여기서 \(\beta=\alpha \Delta t / 2 \Delta x^2\) 이다.

Matrix 형태로 표현하면

\[\begin{split} \left [ \begin{matrix} 1+2\beta & -\beta & 0 & ... & 0 \\ -\beta & 1+2\beta & -\beta & ....& 0 \\ 0 & -\beta & 1+2\beta & ... & 0 \\ ... & ... & ... & ... & ... \\ 0 & 0 & 0 & ... &1+2\beta \\ \end{matrix} \right ] \left [ \begin{matrix} T_2^{n+1} \\ T_3^{n+1} \\ T_4^{n+1} \\ ... \\T_N^{n+1} \end{matrix} \right ] = \left [ \begin{matrix} \beta T_{3}^{n} + (1-2\beta) T_2^{n} + \beta T_{1} \\ \beta T_{4}^{n} + (1-2\beta) T_3^{n} + \beta T_{2}^{n} \\ \beta T_{5}^{n} + (1-2\beta) T_4^{n} + \beta T_{3}^{n} \\ ...\\ \beta T_{N+1} + (1-2\beta) T_N^{n} + \beta T_{N-1}^{n} \end{matrix} \right ] + \left [ \begin{matrix} \beta T_{1} \\ 0\\ 0\\ ...\\ \beta T_{N+1} \end{matrix} \right ]. \end{split}\]

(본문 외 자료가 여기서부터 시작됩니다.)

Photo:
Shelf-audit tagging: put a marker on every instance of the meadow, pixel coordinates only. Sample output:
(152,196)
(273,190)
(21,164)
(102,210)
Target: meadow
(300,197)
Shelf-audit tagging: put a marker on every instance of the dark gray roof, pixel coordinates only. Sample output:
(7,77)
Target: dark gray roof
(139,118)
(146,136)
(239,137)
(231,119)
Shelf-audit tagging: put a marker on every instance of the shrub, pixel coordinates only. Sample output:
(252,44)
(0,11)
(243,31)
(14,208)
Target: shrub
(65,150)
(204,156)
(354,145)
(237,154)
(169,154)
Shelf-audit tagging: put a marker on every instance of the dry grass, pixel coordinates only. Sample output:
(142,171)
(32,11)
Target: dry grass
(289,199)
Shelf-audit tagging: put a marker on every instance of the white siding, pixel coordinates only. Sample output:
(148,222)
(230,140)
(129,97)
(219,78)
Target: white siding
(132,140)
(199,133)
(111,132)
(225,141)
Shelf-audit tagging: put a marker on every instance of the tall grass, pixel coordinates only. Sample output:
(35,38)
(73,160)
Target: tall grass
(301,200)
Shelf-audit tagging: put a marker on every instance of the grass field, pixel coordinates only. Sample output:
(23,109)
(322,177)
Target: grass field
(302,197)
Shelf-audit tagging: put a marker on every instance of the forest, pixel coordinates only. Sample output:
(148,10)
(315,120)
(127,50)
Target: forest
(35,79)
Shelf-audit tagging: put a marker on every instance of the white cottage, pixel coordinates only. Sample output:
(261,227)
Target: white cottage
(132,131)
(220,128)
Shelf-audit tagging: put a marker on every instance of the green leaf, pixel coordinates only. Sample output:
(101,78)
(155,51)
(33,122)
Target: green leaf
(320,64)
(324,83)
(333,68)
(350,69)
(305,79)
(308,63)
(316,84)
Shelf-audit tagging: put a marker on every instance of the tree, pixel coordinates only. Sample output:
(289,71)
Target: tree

\(N \times N\) 행렬의 역행렬을 계산해야 한다. 이 행렬의 특징을 보면

• 0 이 매우 많다 : Sparse Matrix

• 대각 포함 3개의 Band로만 구성되어 있다. : Tri-diagonal Matrix

역행렬을 직접 구하지 않고 Tri-diagonal matrix Solver로 계산할 수 있다.

Tri-diagonal matrix solver

다음과 같은 Tri-diagonal matrix를 생각하자.

\[ a_i x_{i-1} + b_i x_i + c_i x_{i+1} = d_i \]

Matrix 형태로 표현하면

\[\begin{split} \left [ \begin{matrix} b_1 & c_1 & 0 & ... & 0 \\ a_2 & b_2 & c_2 & ....& 0 \\ 0 & a_3 & b_3 & ... & 0 \\ ... & ... & ... & ... & ... \\ 0 & 0 & 0 & ... & b_n \\ \end{matrix} \right ] \left [ \begin{matrix} x_1 \\ x_2 \\ x_3 \\...\\x_n \end{matrix} \right ] = \left [ \begin{matrix} d_1 \\ d_2 \\ d_3 \\...\\d_n \end{matrix} \right ]. \end{split}\]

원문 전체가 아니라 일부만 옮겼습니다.